In Bangladesh, a fierce argument continues to rage over the responsibility for
the massive contamination. While aid groups and the UN insist their testing
at the time met international standards, others have argued that there should
have been a more thorough awareness of the local geology
and topography. Yet more have said that the UN
and the World Bank were slow to acknowledge
their role in the tragedy.

Dipankar Chakraborti, of the Jadavpur
University in West Bengal and a leading
expert, says the level of arsenic
contamination in Bangladesh is worse
than anywhere else globally. He says the
international bodies have never fully
acknowledged their role in a crisis that will
be played out for years to come. "It is a
major problem," he says. "We have found
that when we went back to people with skin
lesions whom we interviewed 15 years ago, about
30 percent of them had developed some sort of
cancer."

Last year scientists concluded that arsenic entered the water in tube wells as a result of
thousands of ponds that were dug across Bangladesh to provide soil for flood protection.
Disturbing the ground released the organic carbon, which in turn causes arsenic to leach
from sediments. The scientists from MIT in Boston concluded that one solution would be
to dig "deeper drinking-water wells, below the influence of the ponds".

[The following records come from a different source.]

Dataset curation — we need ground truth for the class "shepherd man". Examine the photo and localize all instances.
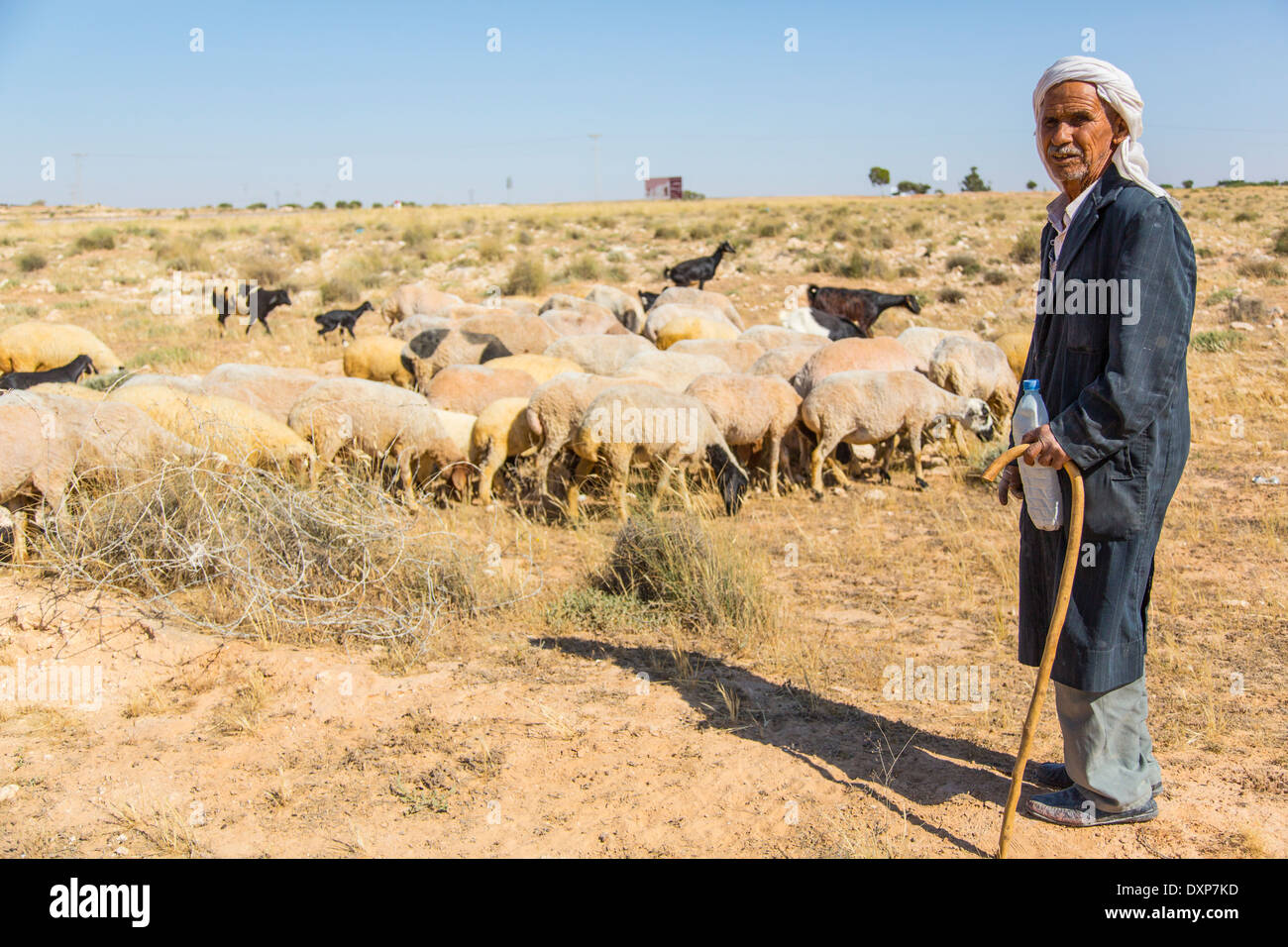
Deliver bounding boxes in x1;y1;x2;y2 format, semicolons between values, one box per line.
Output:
999;55;1194;826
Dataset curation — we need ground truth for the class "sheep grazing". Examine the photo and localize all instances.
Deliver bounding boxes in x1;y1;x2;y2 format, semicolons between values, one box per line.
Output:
793;336;927;397
807;283;921;339
380;282;465;326
344;335;415;388
0;322;125;374
658;340;765;373
313;303;373;339
545;335;657;374
421;364;537;416
0;390;196;566
747;339;827;381
926;336;1019;417
641;303;741;343
0;356;94;391
587;283;645;335
662;240;734;290
484;355;583;385
241;286;291;335
525;372;649;497
613;352;729;394
471;398;537;505
108;385;317;479
649;286;746;331
802;371;993;497
200;364;322;424
686;373;802;496
568;384;750;519
540;307;628;335
288;377;468;509
738;326;827;352
898;326;979;365
993;331;1033;378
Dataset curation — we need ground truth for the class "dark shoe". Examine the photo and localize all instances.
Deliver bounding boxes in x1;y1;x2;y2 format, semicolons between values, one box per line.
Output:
1033;763;1163;798
1027;786;1158;828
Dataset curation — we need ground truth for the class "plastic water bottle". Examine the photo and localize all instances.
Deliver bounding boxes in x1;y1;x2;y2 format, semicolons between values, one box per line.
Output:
1012;378;1064;531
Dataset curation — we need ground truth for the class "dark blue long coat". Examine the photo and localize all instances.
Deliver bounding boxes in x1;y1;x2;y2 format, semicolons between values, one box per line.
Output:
1019;164;1194;690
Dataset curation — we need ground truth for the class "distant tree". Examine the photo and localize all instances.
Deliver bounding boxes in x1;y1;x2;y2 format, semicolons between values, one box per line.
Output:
962;164;993;191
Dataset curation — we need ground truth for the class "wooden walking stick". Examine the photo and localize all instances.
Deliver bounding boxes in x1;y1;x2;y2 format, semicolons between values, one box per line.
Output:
984;443;1085;858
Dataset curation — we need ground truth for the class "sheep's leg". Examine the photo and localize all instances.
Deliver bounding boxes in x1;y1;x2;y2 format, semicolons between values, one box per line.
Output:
12;509;27;566
909;428;930;489
480;438;505;505
654;458;671;518
568;458;595;519
769;437;783;497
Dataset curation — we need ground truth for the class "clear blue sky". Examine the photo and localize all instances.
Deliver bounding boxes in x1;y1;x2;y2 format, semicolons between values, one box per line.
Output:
0;0;1288;206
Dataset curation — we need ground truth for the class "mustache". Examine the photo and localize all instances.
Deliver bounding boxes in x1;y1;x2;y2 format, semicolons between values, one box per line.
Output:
1047;145;1083;158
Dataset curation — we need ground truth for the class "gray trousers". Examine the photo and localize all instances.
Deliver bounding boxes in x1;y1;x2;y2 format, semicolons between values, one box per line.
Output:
1055;676;1163;811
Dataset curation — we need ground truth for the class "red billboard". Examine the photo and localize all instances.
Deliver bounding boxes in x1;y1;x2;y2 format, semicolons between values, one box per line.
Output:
644;177;684;201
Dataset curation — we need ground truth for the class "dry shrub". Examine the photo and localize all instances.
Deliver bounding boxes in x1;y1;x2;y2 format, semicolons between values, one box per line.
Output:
35;464;535;647
595;518;778;647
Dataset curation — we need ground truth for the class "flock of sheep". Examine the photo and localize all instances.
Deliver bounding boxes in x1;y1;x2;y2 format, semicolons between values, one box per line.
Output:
0;275;1027;561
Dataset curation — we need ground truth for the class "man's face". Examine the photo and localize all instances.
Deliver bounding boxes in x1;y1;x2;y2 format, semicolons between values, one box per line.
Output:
1038;82;1127;200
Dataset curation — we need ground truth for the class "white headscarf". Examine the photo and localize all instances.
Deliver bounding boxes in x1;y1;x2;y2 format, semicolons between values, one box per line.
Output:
1033;55;1180;210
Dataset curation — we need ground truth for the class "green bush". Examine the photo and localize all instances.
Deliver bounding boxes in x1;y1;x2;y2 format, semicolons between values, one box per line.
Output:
74;227;116;253
16;252;46;273
1012;227;1042;263
1190;329;1243;352
501;257;550;296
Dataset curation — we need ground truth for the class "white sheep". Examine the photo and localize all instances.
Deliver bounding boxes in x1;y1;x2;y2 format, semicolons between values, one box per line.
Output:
288;377;468;507
567;384;748;519
897;326;979;365
612;351;729;394
802;371;993;496
344;335;416;388
471;398;537;505
545;335;657;374
0;322;125;374
649;286;746;331
380;281;465;326
793;335;927;397
686;373;802;496
201;364;322;424
108;385;317;479
587;283;644;334
926;336;1019;417
666;340;765;373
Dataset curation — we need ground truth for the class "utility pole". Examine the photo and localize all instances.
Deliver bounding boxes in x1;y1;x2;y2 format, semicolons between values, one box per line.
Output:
589;133;602;201
72;152;89;206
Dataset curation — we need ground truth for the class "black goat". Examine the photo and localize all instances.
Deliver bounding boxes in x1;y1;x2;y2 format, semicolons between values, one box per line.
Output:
315;303;373;339
242;286;291;335
808;283;921;339
662;240;734;290
210;286;237;335
0;356;98;391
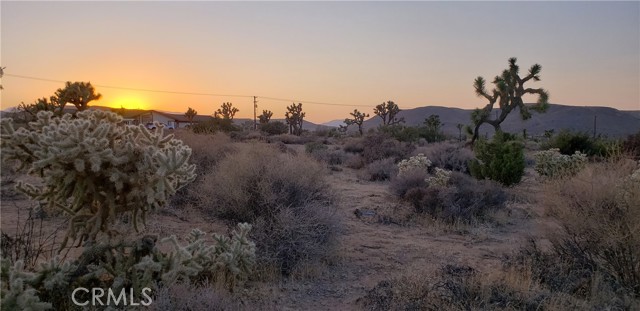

Meanwhile, educating the public about the dangers of arsenic poisoning, and disabusing
them of the widespread idea that its effects are the result of a curse, or infectious, is
essential. "Raising awareness among people on the danger of arsenic is essential," says
Bangladesh's minister of health, Dr A F M Ruhal Haque. "Health workers can
disseminate this message, while the government will continue to invest in screening and
treatment of arsenicosis patients in affected districts."